Add a blocklist of ~120 common BCL/framework method names that are
skipped during cross-file call resolution.

Made-with: Cursor
---
 graphify/extract.py | 35 +++++++++++++++++++++++++++++++++++
 1 file changed, 35 insertions(+)

diff --git a/graphify/extract.py b/graphify/extract.py
index dbd441c6..015c8a46 100644
--- a/graphify/extract.py
+++ b/graphify/extract.py
@@ -3345,6 +3345,39 @@ def extract(paths: list[Path], cache_root: Path | None = None) -> dict:
     # Cross-file call resolution for all languages
     # Each extractor saved unresolved calls in raw_calls.
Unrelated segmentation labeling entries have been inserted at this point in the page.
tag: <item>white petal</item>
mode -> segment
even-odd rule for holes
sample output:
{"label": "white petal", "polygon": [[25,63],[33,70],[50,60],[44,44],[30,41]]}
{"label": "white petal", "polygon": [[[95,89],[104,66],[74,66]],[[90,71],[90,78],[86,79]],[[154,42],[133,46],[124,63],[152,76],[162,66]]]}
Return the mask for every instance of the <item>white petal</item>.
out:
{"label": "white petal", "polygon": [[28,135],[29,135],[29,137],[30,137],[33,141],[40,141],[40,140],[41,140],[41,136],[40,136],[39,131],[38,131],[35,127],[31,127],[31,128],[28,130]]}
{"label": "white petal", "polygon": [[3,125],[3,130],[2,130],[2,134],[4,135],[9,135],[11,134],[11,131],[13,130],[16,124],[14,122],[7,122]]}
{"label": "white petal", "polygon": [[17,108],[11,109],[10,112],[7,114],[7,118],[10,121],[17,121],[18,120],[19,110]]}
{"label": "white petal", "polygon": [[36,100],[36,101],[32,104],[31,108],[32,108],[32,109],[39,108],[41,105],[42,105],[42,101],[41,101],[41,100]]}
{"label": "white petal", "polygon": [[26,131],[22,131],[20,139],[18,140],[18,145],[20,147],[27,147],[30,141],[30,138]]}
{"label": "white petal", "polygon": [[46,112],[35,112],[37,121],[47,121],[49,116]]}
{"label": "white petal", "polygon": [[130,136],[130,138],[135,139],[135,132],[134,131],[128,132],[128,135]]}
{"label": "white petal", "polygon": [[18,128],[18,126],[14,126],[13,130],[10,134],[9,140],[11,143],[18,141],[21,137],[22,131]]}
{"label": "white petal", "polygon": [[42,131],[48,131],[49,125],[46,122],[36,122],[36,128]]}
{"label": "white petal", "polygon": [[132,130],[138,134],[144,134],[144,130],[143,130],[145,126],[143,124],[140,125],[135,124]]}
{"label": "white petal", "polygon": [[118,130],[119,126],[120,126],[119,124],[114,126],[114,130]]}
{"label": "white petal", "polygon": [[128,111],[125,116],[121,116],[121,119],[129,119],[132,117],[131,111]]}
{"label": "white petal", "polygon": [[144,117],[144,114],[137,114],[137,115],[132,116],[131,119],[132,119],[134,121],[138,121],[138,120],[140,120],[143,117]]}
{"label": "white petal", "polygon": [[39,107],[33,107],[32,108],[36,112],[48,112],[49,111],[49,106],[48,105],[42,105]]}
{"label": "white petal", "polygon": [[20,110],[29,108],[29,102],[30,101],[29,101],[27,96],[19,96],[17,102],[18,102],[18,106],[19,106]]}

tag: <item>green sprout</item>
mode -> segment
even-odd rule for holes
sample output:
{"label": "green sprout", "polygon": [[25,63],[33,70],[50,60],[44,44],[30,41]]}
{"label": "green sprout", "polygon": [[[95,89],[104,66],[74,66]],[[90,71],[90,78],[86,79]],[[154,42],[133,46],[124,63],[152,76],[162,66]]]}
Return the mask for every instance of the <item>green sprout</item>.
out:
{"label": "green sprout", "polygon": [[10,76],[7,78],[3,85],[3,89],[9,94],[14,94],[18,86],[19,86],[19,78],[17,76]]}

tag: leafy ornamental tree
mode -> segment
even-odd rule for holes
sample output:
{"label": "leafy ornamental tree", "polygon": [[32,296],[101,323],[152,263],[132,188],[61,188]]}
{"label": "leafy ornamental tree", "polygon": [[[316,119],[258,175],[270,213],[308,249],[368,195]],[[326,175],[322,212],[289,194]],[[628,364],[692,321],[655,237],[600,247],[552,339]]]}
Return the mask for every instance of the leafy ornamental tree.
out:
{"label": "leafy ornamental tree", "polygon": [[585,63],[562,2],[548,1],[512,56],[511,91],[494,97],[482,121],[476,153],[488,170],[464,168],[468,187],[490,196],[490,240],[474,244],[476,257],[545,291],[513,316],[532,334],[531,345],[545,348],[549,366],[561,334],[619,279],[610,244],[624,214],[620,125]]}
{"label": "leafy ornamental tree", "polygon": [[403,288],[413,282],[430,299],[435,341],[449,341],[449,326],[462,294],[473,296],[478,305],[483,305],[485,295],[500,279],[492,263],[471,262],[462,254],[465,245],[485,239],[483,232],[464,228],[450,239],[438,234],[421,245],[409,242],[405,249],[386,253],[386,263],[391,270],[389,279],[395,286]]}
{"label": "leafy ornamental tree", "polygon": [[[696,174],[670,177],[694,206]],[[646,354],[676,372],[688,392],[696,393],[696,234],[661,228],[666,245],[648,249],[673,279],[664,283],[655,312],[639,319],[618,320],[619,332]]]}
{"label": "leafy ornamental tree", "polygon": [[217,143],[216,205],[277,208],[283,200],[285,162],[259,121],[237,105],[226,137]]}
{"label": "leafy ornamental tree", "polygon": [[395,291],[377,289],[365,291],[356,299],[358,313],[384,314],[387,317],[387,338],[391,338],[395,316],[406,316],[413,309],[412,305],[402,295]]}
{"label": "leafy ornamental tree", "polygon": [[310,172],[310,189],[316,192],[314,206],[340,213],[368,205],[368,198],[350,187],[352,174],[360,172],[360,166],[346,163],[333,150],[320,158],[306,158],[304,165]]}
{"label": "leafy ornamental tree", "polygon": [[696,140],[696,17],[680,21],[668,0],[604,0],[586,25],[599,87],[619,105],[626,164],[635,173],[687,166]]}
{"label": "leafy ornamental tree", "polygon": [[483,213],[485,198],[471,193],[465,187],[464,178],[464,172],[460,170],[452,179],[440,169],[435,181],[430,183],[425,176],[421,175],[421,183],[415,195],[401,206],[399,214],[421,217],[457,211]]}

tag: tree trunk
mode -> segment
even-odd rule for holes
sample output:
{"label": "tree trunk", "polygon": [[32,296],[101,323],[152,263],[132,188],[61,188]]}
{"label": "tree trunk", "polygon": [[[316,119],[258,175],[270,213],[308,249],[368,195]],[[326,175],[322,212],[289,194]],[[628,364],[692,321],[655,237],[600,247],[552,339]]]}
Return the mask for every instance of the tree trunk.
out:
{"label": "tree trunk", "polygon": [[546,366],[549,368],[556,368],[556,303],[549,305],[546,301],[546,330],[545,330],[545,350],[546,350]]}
Now that we have all
     # nodes from all files, resolve any callee that exists in another file.
+    _BCL_METHOD_BLOCKLIST = frozenset({
+        "contains", "equals", "gethashcode", "tostring", "gettype",
+        "compareto", "startswith", "endswith", "replace", "split",
+        "trim", "trimstart", "trimend", "substring", "indexof",
+        "lastindexof", "insert", "remove", "toarray", "tolist",
+        "todictionary", "count", "any", "all", "first", "firstordefault",
+        "last", "lastordefault", "single", "singleordefault",
+        "where", "select", "selectmany", "orderby", "orderbydescending",
+        "groupby", "skip", "take", "aggregate", "sum", "min", "max",
+        "average", "concat", "zip", "distinct", "union", "intersect",
+        "except", "reverse", "append", "prepend", "add", "clear",
+        "dispose", "close", "read", "write", "flush", "seek",
+        "getawaiter", "getresult", "configureawait",
+        "trygetvalue", "containskey", "containsvalue",
+        "format", "join", "isnullorempty", "isnullorwhitespace",
+        "parse", "tryparse",
+        "listasync", "getasync", "saveasync", "deleteasync",
+        "updateasync", "createasync", "findasync", "existsasync",
+        "executeasync", "sendasync", "receiveasync",
+        "openasync", "closeasync", "readasync", "writeasync",
+        "createdbcontext", "abortwithstatus",
+        "abortwithstatuscode", "map", "mapget", "mappost", "mapput",
+        "mapdelete", "useswagger", "useswaggerui",
+        "addsingleton", "addscoped", "addtransient",
+        "useendpoints", "userouting", "useauthorization",
+        "useauthentication", "usecors", "usehttpsredirection",
+        "getlogger", "loginformation", "logwarning", "logerror",
+        "logdebug", "logcritical",
+        "ok", "notfound", "badrequest", "unauthorized",
+        "nocontent", "created", "accepted",
+        "run", "build", "createbuilder",
+    })
+
     global_label_to_nid: dict[str, str] = {}
     for n in all_nodes:
         raw = n.get("label", "")
@@ -3358,6 +3391,8 @@ def extract(paths: list[Path], cache_root: Path | None = None) -> dict:
             callee = rc.get("callee", "")
             if not callee:
                 continue
+            if callee.lower() in _BCL_METHOD_BLOCKLIST:
+                continue
             tgt = global_label_to_nid.get(callee.lower())
             caller = rc["caller_nid"]
             if tgt and tgt != caller and (caller, tgt) not in existing_pairs: